Expansionismos

Ya se habla de pangaleguismo simplemente porque el BNG propone que el nuevo estatuto regule la incorporación a Galicia de los ayuntamientos limítrofes que lo deseen. Tenemos antecedentes para todos los gustos, desde el aparcado Plan Ibarretxe, que sugiere la incorporación de comunidades enteras (Navarra) y de territorios extranjeros (Iparralde-Lapurdi, Behe Nafarroa y Zuberoa), hasta el vigente estatuto de autonomía de Castilla-Léon, que en sus disposiciones transitorias séptima y octava establece el camino que ha de seguirse para que un municipio, una provincia, o incluso una comunidad, pueda integrarse en ella. El estatuto concede también la posibilidad de que un territorio o municipio propio se segregue y se incorpore a otra comunidad. Naturalmente, la comunidad entera no puede segregarse de sí misma.
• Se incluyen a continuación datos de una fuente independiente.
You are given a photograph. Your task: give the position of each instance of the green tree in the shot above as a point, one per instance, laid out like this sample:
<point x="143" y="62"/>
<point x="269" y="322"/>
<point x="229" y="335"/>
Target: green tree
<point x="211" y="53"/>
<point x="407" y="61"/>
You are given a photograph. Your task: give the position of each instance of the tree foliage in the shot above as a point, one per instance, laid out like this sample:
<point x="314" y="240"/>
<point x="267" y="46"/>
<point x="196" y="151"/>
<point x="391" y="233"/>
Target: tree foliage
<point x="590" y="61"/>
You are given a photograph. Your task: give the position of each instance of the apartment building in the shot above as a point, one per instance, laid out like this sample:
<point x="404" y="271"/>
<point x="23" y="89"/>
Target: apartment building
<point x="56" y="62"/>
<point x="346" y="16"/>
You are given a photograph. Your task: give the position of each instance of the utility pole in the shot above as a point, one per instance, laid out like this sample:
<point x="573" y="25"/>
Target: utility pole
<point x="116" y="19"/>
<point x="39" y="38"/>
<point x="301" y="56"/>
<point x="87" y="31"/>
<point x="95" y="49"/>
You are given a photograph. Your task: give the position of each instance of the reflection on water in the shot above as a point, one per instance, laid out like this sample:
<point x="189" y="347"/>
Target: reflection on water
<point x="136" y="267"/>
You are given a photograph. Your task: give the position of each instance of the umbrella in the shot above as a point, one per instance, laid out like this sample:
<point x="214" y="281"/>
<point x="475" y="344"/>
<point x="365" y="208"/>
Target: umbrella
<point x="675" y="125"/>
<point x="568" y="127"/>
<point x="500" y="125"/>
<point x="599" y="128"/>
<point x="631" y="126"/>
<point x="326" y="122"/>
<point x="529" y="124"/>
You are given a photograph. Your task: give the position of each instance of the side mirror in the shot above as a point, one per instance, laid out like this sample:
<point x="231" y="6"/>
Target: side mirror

A la propuesta del BNG, tal como fue anunciada, le falta el derecho recíproco, es decir, la posibilidad de que un municipio gallego quiera hacerse asturiano o leonés, o bielorruso. Qué bonito sería ese titular: “Lugo se hace sueco, que no el sueco”. No dudamos que la propuesta final para Galicia contemple la doble dirección de entrada y salida.
Las Juventudes de la Unión del Pueblo León (UPL) a buen seguro desconocen el texto de su estatuto, pues han dicho que la intención del Bloque es “impresentable y propia del imperialismo más zafio y caciquil”. Eso se llama paja ajena y viga propia.
Pero más que pangaleguismo, lo que hay en la propuesta del BNG es la solución ideal para todos los problemas territoriales. Vean, si dice que “podrán incorporarse a Galicia aquellos ayuntamientos limítrofes de características culturales, históricas, económicas y geográficas análogas mediante procesos democráticos que serán regulados por ley”, y teniendo en cuenta lo común que hay en el territorio español por completo, todos podrían incorporarse y así haríamos una España tan grande como la de ahora.